FdA #85 - La dictadura de la respuesta inmediata: cómo afecta a nuestras relaciones
Sobre cómo los emojis y los gifs sustituyen gestos y emociones que antes solo se compartían cara a cara.
"Vi, a la luz desnuda, a miles de personas.
Hablaban sin decir nada, escuchaban sin oír.
Escribían canciones que nadie cantaría.
Nadie se atrevía a perturbar el sonido del silencio."
— Simon & Garfunkel, The Sound of Silence
Esta genial canción del gran dúo nos transporta a mundo donde las personas hablan sin decir nada y escuchan sin oír. Medio siglo después, esa imagen resuena más que nunca. Hoy, entre mensajes breves, emojis y notificaciones, conversamos más… pero tal vez nos entendemos menos.
Hablar ya no es dialogar
Hubo un tiempo en que una conversación consistía en sentarse junto a otras personas, mirar a los ojos y dejar que las palabras fluyeran y nos trasladaran quién sabe dónde. En cambio, muchas de nuestras conversaciones hoy caben en una notificación. La conversación espontánea, matizada y profunda está, seguramente, en declive.
¿Qué hemos ganado y qué hemos perdido en esta transición?
De palabras a impulsos
Al comunicarnos mediante mensajes de texto, lo más habitual es enviar frases cortas, con un objetivo inmediato, sin matices. Los emojis y los gifs lo pueden hacer todavía más directo y rápido.
Las conversaciones de este tipo son asíncronas, no necesitamos coincidir en tiempo real para transmitirnos información -aunque algunas personas esto no lo entienden y esperan siempre respuestas inmediatas- y esto produce un cambio profundo en la dinámica de interacción.
En relación a lo anterior, también perdemos esas pausas, espacios y silencios naturales, que paradójicamente tanto pueden transmitir. No hay silencios incómodos, no hace falta pensar antes de abrir la boca. Lo mismo pasa con la gesticulación y la postura.
La respuesta rápida, cachonda o ingeniosa se premia por encima de escuchar de verdad a la otra parte.
Lo que estamos perdiendo
El diseño de las interfaces en las redes sociales y aplicaciones de mensajería está muy enfocado a favorecer la velocidad y a facilitar los mecanismos de recompensa instantánea. La optimización del tiempo no siempre se está entendiendo bien, porque más rápido no es necesariamente mejor.

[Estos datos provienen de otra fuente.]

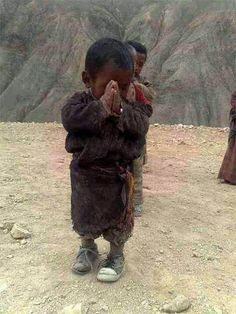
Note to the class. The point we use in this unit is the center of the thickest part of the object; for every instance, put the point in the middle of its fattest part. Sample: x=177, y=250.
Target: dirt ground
x=184, y=243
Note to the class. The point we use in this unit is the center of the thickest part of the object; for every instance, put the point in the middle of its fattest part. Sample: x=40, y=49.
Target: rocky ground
x=183, y=245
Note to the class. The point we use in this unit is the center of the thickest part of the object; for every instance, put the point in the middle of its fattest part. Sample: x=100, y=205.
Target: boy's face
x=140, y=61
x=109, y=72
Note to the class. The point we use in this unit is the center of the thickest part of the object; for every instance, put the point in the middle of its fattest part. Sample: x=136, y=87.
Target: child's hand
x=131, y=96
x=116, y=107
x=109, y=94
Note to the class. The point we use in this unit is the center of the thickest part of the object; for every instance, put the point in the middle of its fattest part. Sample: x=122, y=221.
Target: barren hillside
x=192, y=56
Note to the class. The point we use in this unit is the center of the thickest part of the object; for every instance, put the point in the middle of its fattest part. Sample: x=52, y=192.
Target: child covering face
x=106, y=132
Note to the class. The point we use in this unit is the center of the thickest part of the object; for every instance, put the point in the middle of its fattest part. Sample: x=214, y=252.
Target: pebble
x=23, y=242
x=178, y=305
x=6, y=226
x=18, y=232
x=105, y=308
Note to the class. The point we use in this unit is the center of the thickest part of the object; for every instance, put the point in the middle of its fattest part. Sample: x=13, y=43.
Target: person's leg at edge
x=112, y=267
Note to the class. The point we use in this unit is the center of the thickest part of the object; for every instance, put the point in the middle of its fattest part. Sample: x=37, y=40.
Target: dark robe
x=228, y=167
x=103, y=146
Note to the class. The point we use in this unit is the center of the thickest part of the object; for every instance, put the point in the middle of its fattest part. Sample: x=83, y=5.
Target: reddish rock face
x=192, y=58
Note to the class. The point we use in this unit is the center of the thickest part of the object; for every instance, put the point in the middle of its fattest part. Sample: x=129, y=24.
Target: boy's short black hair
x=140, y=48
x=108, y=50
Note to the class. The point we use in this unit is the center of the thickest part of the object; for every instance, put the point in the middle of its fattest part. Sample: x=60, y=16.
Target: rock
x=18, y=232
x=105, y=308
x=23, y=242
x=73, y=309
x=209, y=309
x=93, y=301
x=178, y=305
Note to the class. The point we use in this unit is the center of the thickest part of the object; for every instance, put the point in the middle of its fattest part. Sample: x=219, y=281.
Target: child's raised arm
x=135, y=118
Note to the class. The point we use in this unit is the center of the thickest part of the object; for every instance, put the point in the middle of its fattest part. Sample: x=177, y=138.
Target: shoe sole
x=81, y=273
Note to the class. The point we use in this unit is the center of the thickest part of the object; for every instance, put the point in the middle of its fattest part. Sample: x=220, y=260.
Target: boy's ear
x=86, y=79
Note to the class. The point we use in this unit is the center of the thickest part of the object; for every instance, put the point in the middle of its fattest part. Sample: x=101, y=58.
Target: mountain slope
x=192, y=54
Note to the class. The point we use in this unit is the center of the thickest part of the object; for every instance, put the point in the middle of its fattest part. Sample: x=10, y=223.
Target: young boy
x=106, y=132
x=140, y=57
x=228, y=168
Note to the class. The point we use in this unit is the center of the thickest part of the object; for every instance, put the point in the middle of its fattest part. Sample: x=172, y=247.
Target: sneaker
x=138, y=209
x=85, y=260
x=111, y=269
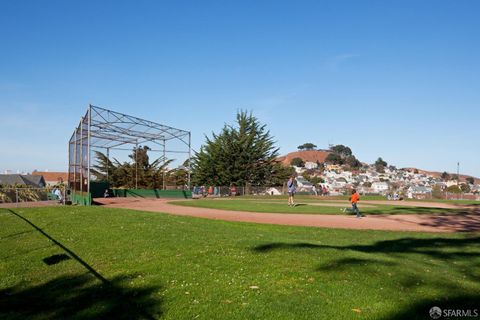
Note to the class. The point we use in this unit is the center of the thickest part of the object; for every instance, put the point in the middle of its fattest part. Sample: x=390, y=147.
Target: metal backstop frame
x=109, y=130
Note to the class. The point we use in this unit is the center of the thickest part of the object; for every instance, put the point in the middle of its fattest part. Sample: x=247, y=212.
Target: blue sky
x=396, y=79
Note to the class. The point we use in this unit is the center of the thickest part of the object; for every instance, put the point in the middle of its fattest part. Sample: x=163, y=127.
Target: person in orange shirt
x=354, y=200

Además, los algoritmos nos inclinan a posturas concretas, nos sesgan hacia burbujas de información donde encontraremos usuarios que piensan como nosotros, reduciendo las opciones de un debate real. Cuando eso no es así, tampoco parece que haya debate, solo intercambio de insultos “porque el otro no piensa como yo”.
Esto provoca un deterioro en nuestra capacidad de argumentar ideas complejas. O ideas, en general. Solo hace falta dar un breve paseo por X para darse cuenta. No hay demasiada tolerancia a la ambigüedad, la discrepancia civilizada brilla por su ausencia. La voz, los gestos y los silencios transmiten unos matices que, emocionalmente, la comunicación instantánea a través de aplicaciones no puede suplir.
Nos acostumbramos a unas interacciones tan antinaturales que, de no practicar conversaciones reales a menudo, acabamos pareciendo gilipollas cuando hablamos con alguien frente a frente. Y yo me meto en ese saco, que conste. De lleno.
No todo es malo
Casi nunca nada es blanco o negro. Bendita escala de grises. Los medios digitales también son, sin duda, una herramienta poderosa para acercar a personas que de otro modo nunca se habrían conocido. Forjan comunidades, cruzan océanos, facilitan la chispa de una conversación donde antes solo había silencio.
Lo que me pregunto es si somos plenamente conscientes del coste que supone desequilibrar la balanza a favor de la inmediatez, sacrificando el terreno fértil de las conexiones reales. ¿Somos capaces de ver que, al priorizar lo instantáneo, a menudo dejamos en segundo plano la profundidad?
¿Qué pasaría si nos atreviéramos a recuperar espacios para la conversación sin filtros, sin la dictadura de la respuesta inmediata, sin teclados ni pantallas interponiéndose? ¿Qué pasaría si volviéramos, aunque fuera de vez en cuando, a conversar como quien construye algo a cuatro, seis o más manos: despacio, atentos, sin miedo al silencio?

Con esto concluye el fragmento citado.